1.     The גמרא suggests that the case where the חכמים and בן ננס disagree is where there are multiple wives whose כתובות are on different days and before the last wife collected her כתובה they, according to רש"י, found out that the piece of land that had been given to the first wife was stolen. No claim had yet been made but a claim would eventually come. The מחלוקת is do we say מה שגבה בעל חוב מאוחר גבה and if the fourth wife takes the last piece of land she’ll be able to keep it or not. תוספות asks that if the last wife hadn’t been גובה yet then why do we allow her to take the land and come into this מחלוקת? If we know the first piece of land was stolen, why don’t we just give the remaining piece of land to the first wife! Therefore תוספות has a different פּשט. The שיטה מקובצת brings from רבינו יונה that רש"י understood that this is exactly like the case on צ"ג ע"א of יצאו עליה עסיקין where once the person is קונה we don’t just undue the sale because there are rumors that its stolen.
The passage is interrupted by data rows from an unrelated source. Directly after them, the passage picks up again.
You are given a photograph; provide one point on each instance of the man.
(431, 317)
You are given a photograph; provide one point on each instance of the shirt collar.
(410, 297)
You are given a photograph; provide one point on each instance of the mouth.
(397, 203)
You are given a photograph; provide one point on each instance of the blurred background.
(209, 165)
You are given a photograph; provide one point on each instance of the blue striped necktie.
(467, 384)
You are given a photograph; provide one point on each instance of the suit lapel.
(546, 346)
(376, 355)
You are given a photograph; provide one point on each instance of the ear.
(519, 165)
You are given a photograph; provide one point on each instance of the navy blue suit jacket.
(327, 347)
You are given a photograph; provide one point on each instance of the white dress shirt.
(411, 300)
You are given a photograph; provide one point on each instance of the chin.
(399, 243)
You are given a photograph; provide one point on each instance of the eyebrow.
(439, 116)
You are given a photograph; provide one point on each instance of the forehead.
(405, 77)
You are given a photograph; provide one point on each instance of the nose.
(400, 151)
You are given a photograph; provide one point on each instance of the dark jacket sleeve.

Similarly, in our case we would tell the first wife that since she was already גובה, אחוי טירפך! The ריטב"א who agrees with תוספות seems to implicitly address this and says that רש"י said it is known that it was stolen and that’s as if it was already collected by ב"ד.
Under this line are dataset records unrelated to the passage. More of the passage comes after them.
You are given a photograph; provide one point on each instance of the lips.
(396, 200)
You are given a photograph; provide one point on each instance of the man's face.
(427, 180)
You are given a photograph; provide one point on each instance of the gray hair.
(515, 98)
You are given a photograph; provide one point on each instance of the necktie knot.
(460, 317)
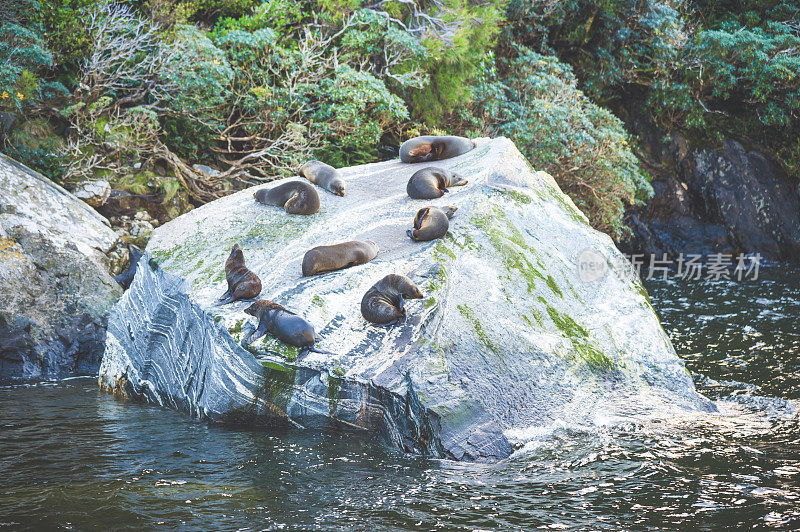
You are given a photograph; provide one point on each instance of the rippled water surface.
(72, 457)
2.     The גמרא brings a מחלוקת between רב ושמואל in a case where two שטרות were given to two different people with the exact same date and the exact same piece of land. רב says we say יחלוקו and שמואל says we say שודא דדייני. The גמרא explains that their מחלוקת is based on whether you say עדי חתימה כרתי or עדי מסירה כרתי.  רש"י, תוספות and many other ראשונים hold that our גמרא is specifically talking about a sale or gift of land, but if it was a loan then the דין would be יחלוקו according to everyone as we see from our משנה that if many women have a כתובה that has the same date they split it. This is also the opinion of the רי"ף. However, the רי"ף brings רבינו חננאל who disagrees and says that the מחלוקת רב ושמואל is even in a case of a loan. The ר"ן agrees with the רי"ף but doesn’t see any proof from our משנה since our משנה may be going like ר"מ. However, the reason he says that everyone will have to agree by a loan that the דין is יחלוקו is because the שעבוד קרקע is based on the קול that a שטר creates, and the  קול only speaks as loud as the words of the שטר so the שעבוד can only be from the date of the שטר and one person having gotten the שטר earlier or later would not be relevant. However, one can still argue that the שעבוד is only relevant for לקוחות but to collect from the borrower himself the שטר’s date should not be the only relevant item. However, the רי"ף’s שיטה is that there is no דין קדימה by a מלוה בעל פּה. The ר"ח however holds there is a דין קדימה which is why he holds the מחלוקת of our גמרא is still relevant even by a case of a loan. Interestingly, the מחבר in סימן ק"ד סעיף ח paskens that if many שטרי הלוואה all have the same day then the דין is יחלוקו, yet he also paskens that there is קדימה by a מלוה בעל פּה which should be an impossibility. The ש"ך there asks this question and leaves it as a צ"ע. However, the קצות there answers that the ר"ן is similar to תוספות in  ד"ה שני שטרות but that is not the only פּשט in the גמרא. ר"ת quoted by תוספות in  ד"ה לימא says that the reason שמואל says שודא is because it is possible that the דיין will happen to give it to the right guy. However, יחלוקו guarantees cheating someone some amount since שמואל holds עדי מסירה כרתי and he certainly wouldn’t have given the same thing at the same time to both people in front of each other. However, by a loan we are afraid we will give it to the wrong guy so שלא תנעול דלת we say יחלוקו. The מחבר fits perfectly with this שיטה.